そのカギを握るのが米国の物価統計だ。12日に6月の米消費者物価指数(CPI)、13日に米卸売物価指数(PPI)が発表される。このところインフレは落ち着いているので、これらの物価指標の伸び鈍化が順当に確認できれば、米国金利低下~米国株の反発といった流れとなって、日本株の追い風になるだろう。
FRBの今後の利上げスタンスに関する見解に注目
注意したいのがFRB(米連邦準備制度理事会)高官の講演だ。10日にはマイケル・バー副議長が、13日にはクリストファー・ウォラー理事が講演を行う。
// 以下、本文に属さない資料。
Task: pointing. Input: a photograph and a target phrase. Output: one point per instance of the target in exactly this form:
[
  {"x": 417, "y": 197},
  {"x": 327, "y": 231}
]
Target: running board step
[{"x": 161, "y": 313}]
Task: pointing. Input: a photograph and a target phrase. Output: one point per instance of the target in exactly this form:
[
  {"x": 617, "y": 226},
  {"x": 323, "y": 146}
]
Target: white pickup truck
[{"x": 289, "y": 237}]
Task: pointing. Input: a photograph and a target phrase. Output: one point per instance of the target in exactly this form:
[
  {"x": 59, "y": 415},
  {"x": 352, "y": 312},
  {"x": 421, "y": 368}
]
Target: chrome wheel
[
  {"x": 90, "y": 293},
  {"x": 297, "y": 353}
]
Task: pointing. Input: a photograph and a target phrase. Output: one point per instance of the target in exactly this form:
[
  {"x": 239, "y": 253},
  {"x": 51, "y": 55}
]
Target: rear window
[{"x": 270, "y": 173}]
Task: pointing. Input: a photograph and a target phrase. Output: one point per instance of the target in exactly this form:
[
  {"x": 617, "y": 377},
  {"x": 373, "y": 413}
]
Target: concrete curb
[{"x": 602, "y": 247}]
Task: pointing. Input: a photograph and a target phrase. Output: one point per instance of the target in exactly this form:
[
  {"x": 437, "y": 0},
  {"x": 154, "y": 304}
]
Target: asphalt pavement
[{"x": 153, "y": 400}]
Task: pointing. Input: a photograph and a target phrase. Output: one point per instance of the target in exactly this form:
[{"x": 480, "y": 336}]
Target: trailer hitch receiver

FRBが先週公開した6月13〜14日開催分のFOMC(米連邦公開市場委員会)議事要旨によると、複数の参加者が利上げの継続を支持していた。FRBの今後の利上げスタンスに関する見解に注目が集まる。
日米企業の決算発表は序盤戦、一旦の調整は足場固め
国内では小売りを中心に3-5月期決算発表が本格化する。11日にローソン(2651)、12日にはABCマート(2670)、吉野家HD(9861)、13日にはファーストリテイリング(9983)、セブン&アイ・ホールディングス(3382)などの決算発表が予定されている。
米国でも週末からJPモルガン・チェース・アンド・カンパニー[JPM]、ユナイテッドヘルス・グループ[UNH]、ウェルズ・ファーゴ[WFC]などを皮切りに四半期決算シーズンが始まる。
日米とも企業業績に市場の関心が向かう時期となってきたが、まだ序盤戦だ。3月決算企業の発表は下旬から。月末にはFOMCと日銀金融政策決定会合も控える。今月の後半はイベントが目白押しなので、その前にいったん調整を済ませておくのは相場のリズムとして悪くない。したがって、今週は反発に転じるものと期待しているが、万が一、期待が外れ調整が長引いたとしても、それはそれで現行水準の足場固めと割り切って捉えればよい。
予想レンジは3万2000円~3万3500円とする。